Setelah aktivitas seharian ku itu selesai dan dengan badan yang bersih, saya menelpon Chow.
            “Halo.” Kataku memulai percakapan.
            “Ya halo, who are you?” Tanya Chow dengan bahasa Ingrisnya yang belum menyadari bahwa akulah yang sedang bicara dengannya.
            “Saya yang tadi itu loh.” Jawabku
            “Ohh Danish, maaf ya aku gak tahu ini kamu. Soalnya kamu juga gak ngasih nomor handphone kamu.” Jawab Chow yang telah tahu aku yang meneleponnya.
            “Kamu kan gak minta tadi.”
            “Iya deh, nah sekarang ada apa?”
            “Kangen.” Jawabku manja.
            “Kangen? Kenal aja baru, ngacok ah.”

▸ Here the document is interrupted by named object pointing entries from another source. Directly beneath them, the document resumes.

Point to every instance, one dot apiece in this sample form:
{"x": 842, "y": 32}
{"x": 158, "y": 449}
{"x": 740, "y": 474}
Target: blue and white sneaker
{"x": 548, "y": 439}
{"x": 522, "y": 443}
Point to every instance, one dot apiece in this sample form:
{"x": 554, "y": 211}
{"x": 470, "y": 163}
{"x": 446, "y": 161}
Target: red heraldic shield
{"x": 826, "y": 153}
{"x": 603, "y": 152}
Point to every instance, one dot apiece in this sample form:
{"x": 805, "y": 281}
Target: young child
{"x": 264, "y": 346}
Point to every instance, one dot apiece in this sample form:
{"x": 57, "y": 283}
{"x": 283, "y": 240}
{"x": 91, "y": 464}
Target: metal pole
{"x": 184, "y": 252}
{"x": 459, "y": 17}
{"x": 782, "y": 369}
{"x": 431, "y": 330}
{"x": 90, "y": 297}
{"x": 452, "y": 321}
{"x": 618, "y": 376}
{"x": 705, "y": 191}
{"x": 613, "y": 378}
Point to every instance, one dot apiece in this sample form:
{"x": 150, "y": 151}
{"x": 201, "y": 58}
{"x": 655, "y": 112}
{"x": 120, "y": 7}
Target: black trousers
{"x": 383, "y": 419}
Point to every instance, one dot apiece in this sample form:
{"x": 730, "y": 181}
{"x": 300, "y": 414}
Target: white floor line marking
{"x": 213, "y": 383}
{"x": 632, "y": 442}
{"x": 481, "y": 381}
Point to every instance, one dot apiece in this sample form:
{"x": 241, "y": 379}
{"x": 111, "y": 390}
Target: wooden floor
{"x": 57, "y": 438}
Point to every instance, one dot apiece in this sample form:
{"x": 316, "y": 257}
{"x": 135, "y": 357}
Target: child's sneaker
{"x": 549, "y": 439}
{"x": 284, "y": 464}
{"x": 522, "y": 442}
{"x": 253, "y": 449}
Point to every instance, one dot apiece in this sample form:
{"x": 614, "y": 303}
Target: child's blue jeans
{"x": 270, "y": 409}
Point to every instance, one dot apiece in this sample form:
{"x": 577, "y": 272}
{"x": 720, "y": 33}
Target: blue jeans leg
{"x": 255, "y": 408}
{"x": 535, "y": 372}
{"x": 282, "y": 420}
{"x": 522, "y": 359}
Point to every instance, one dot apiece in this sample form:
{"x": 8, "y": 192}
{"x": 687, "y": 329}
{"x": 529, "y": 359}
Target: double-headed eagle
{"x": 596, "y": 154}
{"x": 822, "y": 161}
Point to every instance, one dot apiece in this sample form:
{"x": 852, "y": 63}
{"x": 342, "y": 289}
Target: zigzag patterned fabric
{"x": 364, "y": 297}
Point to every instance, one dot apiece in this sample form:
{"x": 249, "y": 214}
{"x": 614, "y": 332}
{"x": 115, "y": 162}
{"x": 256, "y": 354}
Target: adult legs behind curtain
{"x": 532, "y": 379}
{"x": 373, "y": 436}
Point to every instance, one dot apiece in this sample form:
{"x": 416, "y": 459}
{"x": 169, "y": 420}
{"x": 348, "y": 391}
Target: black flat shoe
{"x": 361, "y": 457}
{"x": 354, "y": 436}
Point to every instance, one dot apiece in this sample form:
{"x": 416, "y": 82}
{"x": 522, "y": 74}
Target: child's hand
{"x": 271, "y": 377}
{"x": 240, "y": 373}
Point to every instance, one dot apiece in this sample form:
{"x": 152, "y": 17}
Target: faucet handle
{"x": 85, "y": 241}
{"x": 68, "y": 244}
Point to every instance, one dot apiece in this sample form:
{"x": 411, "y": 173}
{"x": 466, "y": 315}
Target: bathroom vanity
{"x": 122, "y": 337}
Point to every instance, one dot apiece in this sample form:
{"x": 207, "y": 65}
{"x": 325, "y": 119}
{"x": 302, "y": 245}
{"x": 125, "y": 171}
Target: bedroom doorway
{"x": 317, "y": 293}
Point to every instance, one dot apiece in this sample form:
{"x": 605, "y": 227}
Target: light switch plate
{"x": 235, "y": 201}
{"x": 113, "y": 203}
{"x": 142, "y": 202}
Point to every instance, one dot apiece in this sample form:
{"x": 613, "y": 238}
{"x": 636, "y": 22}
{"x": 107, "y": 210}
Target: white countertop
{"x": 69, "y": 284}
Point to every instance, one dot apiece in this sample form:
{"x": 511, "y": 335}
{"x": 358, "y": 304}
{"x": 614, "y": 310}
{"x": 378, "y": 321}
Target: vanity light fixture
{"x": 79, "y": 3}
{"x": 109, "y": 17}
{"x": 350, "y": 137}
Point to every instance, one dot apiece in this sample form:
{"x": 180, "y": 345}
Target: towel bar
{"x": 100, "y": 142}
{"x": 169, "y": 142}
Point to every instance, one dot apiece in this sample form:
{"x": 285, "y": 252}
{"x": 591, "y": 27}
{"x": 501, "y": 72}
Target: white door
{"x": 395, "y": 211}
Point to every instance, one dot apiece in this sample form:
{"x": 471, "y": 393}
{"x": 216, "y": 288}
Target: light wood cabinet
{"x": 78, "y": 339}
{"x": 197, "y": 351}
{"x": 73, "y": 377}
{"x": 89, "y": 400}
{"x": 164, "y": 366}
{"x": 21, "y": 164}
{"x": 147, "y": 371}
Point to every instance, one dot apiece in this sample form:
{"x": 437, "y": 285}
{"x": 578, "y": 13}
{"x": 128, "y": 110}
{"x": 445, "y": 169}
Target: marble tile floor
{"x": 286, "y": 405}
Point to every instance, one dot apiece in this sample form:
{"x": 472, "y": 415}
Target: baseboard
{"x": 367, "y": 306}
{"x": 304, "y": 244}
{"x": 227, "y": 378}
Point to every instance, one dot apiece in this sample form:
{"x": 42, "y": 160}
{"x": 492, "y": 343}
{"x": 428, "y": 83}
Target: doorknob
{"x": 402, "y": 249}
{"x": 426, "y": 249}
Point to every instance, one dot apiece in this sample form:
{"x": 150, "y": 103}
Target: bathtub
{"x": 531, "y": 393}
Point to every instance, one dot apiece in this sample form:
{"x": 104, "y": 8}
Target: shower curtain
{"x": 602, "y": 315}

            “Bercanda aja kok. Besok ada kuliah gak?”
            “Kalau siang sih kosong, emangnya ada apa sih?”
            “Jalan-jalan yuk.”
            “Emangnya jalan kemana?”
            “Kemana aja, lagian di Jepang tempatnya bagus-bagus kok.’
            “Hoooam, iya deh lihat besok ya. Aku ngantuk nih, tidur duluan yah.” Terdengar suara yang mengartikan badannya lelah setelah beraktivitas hari ini.
            “Hai arigatou gozaimasu, oyasumi nasai.”
            Tut…tut…tut…. Suara itu pun terdengar di ponselku tanda selesainya obrolan jarak jauh diantara kami.
            Keesokan harinya kami pun pergi ke sebuah tempat wisata terkenal di Jepang, dan aktivitas itupun hampir rutin kami lakukan setiap weekend. Satu persatu tempat-tempat terkenal di Jepang kami jelajahi. Bersamaan dengan itu kamipun semakin dekat setiap harinya, satu persatu kehidupan pribadi kamipun menjadi topik hangat obrolan kami untuk saling mengikat satu sama lain.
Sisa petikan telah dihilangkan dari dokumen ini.